Understanding patterns and distributions of morphological traits is essential for discerning underpinning processes of morphological variation. We report on the variation in the avian pelvic limb skeleton. Length and width variables were measured in the skeletons of 236 avian species in order to examine the importance of body mass, ecological factors, phylogeny and integration in the formation of specific hindlimb morphology. Scaling relationships with body mass were analyzed across Aves and in individual avian subclades. Principal component analysis and multiple regressions were performed to examine the relationship between morphology, ecology, and phylogeny. Finally, the occurrence of within-limb morphological integration was tested by partial correlation analysis of the residuals from element lengths vs. body mass and correlation analysis of avian hindlimb proportions. Body mass is the greatest contributor to variation, and it strongly influences variation in avian skeletal lengths. Lengthening of the leg typically comes from disproportionate increases in tibiotarsal and tarsometatarsal length. Partial correlation analysis showed that only these two elements are distinctly integrated consistently across all bird taxa, whereas relation of femur and third toe to other limb elements displays no clear pattern. Hence, morphological integration of all elements is not a prerequisite for limb design, and variation between taxa is mainly to be found in femoral and digital length. Furthermore, variation in tibiotarsal relative length is much lower than in other elements likely due to geometric constrains. Clear ecological adaptations are obscured by multifunctionality of the avian hindlimb, and phylogeny significantly constrains the morphology. Finally, when looking at relative lengths segmented limbs meet the requirements of many-to-one-mapping of phenotype to functional property, in line with a common concept of evolvability of function and morphology.

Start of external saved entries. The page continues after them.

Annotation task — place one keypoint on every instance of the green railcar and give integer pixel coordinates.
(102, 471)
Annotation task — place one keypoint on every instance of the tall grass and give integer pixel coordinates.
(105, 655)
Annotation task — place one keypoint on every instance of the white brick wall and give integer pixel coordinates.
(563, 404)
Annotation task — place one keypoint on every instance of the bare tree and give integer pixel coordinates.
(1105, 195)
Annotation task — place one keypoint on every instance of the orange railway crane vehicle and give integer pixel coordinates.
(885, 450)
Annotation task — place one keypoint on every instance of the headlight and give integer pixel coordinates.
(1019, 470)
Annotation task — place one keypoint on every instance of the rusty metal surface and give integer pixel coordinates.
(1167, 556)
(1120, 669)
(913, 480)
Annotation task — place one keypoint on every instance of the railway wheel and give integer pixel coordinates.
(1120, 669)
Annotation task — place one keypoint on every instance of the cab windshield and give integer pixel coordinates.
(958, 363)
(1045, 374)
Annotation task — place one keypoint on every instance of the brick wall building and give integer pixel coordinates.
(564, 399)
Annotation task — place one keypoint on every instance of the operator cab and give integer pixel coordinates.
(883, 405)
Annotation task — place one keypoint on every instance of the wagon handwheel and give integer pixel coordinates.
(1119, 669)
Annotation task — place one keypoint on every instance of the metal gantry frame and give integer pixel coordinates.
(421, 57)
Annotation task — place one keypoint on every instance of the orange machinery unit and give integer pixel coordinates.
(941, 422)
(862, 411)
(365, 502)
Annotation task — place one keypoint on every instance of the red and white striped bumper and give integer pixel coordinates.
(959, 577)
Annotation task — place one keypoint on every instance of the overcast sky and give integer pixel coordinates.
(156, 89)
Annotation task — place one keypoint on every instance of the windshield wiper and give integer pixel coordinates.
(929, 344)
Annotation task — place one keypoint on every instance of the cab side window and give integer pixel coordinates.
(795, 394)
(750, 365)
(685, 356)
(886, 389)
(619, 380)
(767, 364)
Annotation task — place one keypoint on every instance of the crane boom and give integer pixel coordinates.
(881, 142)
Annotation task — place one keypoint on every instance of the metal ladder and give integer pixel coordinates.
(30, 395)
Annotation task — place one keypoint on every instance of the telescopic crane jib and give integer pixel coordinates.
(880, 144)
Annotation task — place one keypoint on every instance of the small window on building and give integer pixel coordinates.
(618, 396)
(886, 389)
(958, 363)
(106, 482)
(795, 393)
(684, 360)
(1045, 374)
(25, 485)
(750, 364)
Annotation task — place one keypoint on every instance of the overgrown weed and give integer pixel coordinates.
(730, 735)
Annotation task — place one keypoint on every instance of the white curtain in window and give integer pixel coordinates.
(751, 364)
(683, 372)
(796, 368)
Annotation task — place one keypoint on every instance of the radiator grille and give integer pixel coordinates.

Comparative intralimb coordination in avian bipedal locomotion.

Analyses of how intralimb coordination during locomotion varies within and across different taxa are necessary for understanding the morphological and neurological basis for locomotion in general. Previous findings suggest that intralimb proportions are the major source of kinematic variation that governs intralimb coordination across taxa. Also, independence of kinematics from habitat preference and phylogenetic position has been suggested for mammals. This leads to the hypothesis that among equally sized bird species exhibiting equal limb proportions, similar kinematics can be observed. To test this hypothesis, the bipedal locomotion of two distantly related ground-dwelling bird species (Eudromia elegans and Coturnix coturnix) and of a less terrestrial species (Corvus monedula) was investigated by means of a biplanar high-speed X-ray videographic analysis. Birds exhibited similar intralimb proportions and were filmed over a broad range of speed while moving on a treadmill. Joint and limb element angles, as well as pelvic rotations, were quantified. Regarding fore-aft motions of the limb joints and elements, a congruent pattern of intralimb coordination was observed among all experimental species. The sample of species suggests that this is largely independent of their habitat preference and systematic position and seems to be related to demands for coping with an irregular terrain with a minimum of necessary control. Hence, the initial hypothesis was confirmed. However, this congruence is not found when looking at medio-lateral limb motions and pelvic rotations, showing distinct differences between ground-dwellers (e.g. largely restricted to a parasagittal plane) and C. monedula (e.g. increased mobility of the hip joint).